We are looking for undergraduates with data analysis and coding skills to join our team.
The GenBank metadata mining project (http://metadatalab.syr.edu/) has a large social network data set. We are looking for two undergraduates who are interested in learning about research and data analysis to join our team for a year. This is a great opportunity for undergraduates who are interested in learning more about research in general. You will have the opportunity to get involved in a National Science Foundation funded project, and be given the opportunity to design and conduct a research project related to our research.

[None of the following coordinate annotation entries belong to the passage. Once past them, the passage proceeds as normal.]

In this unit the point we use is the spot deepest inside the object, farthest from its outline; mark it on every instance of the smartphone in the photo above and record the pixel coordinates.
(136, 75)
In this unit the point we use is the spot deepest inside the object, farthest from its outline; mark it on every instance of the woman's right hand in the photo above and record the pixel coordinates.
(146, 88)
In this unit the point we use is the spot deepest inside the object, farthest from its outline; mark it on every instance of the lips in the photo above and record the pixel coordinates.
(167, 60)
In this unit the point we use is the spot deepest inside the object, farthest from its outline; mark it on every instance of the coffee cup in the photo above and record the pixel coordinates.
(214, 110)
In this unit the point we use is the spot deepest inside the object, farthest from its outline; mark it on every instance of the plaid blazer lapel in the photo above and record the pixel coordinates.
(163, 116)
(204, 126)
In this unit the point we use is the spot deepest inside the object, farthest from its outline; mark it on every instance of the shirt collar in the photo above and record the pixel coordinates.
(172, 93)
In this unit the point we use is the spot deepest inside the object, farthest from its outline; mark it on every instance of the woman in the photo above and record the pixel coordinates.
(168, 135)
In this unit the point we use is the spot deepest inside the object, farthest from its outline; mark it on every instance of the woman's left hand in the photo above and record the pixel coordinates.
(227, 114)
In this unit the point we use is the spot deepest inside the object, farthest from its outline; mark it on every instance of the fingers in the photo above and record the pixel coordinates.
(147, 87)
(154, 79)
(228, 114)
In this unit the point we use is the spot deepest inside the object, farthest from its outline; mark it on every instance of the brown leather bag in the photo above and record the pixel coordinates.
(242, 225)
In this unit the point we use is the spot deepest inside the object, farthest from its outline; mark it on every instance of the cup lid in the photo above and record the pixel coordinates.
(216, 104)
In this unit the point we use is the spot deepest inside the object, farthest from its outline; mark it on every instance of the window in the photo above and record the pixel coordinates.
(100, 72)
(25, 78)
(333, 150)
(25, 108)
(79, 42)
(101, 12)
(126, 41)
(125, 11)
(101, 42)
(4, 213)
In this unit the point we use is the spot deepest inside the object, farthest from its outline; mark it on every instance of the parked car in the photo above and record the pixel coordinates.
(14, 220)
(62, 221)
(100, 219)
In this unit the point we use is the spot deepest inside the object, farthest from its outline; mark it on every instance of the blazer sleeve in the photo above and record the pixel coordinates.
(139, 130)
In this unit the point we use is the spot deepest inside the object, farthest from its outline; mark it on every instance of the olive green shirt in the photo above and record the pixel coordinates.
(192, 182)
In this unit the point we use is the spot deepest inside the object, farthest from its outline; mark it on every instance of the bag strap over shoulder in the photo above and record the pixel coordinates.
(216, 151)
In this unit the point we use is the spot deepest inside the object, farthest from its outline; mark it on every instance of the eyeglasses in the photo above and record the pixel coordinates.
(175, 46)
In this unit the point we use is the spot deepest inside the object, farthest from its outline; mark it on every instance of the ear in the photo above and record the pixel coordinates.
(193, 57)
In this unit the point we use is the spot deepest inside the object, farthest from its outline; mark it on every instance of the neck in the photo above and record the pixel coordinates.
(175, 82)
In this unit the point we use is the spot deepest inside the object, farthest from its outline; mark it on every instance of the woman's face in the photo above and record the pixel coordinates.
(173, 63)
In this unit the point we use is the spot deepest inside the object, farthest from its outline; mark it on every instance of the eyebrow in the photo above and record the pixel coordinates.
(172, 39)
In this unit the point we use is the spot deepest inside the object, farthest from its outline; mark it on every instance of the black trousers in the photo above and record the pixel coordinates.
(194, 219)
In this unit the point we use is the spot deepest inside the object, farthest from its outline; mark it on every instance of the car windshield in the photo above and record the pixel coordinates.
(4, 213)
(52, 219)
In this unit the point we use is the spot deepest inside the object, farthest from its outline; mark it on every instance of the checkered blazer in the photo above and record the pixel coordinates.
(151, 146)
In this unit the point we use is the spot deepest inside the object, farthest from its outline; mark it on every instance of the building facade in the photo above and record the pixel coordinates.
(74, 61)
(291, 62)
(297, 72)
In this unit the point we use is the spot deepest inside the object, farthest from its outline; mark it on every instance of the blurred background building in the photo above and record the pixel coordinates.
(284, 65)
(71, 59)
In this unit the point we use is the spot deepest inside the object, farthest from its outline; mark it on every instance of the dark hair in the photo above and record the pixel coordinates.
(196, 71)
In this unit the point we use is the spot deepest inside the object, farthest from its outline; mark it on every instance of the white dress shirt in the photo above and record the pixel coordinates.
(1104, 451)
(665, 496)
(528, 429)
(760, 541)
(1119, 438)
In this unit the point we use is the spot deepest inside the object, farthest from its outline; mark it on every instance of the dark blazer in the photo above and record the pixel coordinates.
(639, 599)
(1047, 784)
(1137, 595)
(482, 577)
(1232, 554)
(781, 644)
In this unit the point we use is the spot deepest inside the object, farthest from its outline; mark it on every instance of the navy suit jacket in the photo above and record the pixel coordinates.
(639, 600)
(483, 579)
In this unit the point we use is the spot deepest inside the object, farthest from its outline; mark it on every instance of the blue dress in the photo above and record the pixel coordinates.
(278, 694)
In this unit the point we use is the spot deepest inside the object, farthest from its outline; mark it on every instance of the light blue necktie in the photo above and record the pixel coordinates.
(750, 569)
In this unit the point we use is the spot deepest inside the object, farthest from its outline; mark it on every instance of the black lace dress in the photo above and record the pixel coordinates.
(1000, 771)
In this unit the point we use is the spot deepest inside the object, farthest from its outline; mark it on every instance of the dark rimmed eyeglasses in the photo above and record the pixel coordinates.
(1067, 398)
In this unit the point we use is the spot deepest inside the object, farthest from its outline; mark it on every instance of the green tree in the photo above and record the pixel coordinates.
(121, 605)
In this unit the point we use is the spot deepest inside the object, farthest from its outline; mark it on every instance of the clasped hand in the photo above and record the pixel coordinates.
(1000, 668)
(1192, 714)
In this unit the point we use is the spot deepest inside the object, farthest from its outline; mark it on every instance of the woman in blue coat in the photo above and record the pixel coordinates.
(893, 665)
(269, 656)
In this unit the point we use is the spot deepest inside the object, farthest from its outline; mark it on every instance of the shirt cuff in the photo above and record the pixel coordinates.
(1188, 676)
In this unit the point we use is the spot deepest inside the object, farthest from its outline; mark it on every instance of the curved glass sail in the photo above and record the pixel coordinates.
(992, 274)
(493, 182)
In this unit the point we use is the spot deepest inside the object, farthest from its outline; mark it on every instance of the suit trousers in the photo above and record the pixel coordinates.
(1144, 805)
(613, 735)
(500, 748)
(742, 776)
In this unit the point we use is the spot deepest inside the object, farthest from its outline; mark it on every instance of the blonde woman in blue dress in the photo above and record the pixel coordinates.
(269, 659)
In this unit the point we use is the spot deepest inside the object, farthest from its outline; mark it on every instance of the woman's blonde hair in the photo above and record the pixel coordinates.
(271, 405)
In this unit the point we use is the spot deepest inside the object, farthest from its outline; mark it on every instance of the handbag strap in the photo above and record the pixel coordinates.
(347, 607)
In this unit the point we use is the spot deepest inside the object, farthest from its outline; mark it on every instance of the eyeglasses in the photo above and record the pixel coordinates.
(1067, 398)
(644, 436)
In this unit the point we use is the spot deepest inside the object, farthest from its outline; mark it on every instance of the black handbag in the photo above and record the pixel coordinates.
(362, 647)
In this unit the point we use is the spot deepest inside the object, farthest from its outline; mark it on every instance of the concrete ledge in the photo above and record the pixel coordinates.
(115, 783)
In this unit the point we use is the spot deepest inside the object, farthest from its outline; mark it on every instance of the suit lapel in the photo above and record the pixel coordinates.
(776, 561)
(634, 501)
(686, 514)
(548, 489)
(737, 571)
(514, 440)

If you're interested in social network analysis, big data, NoSQL databases or scientific communication, this is a great opportunity to learn in a hands-on environment. We have millions of rows of submission data to an international data repository. This data contain co-authorship information, some geographical and temporal data, and information on research focuses. We need to identify and extract relationship patterns out of this data and want you to help!
Who can apply:
- Undergraduate students in third or fourth year
- Major in information management and technology, biotechnology/bioinformatics, statistics, math, and computer science
We expect you (with help) to:
- Identify a problem.
- Conduct a literature review.
- Design the data analysis and extraction procedures.
- Conduct the proposed analysis.
- Prepare a report of the results.
What you will get:
- An opportunity to learn the research process.
- Personal mentorship from faculty and a PhD candidate.
- Access to computational resources and lots of data.
- A stipend ($4000 each for fall 2014 and spring 2015) cover 20 hours of work per week.
Ideas for projects:
- Automated quality assurance - we downloaded the data and parsed it into a structured database. How we do know if this was done accurately?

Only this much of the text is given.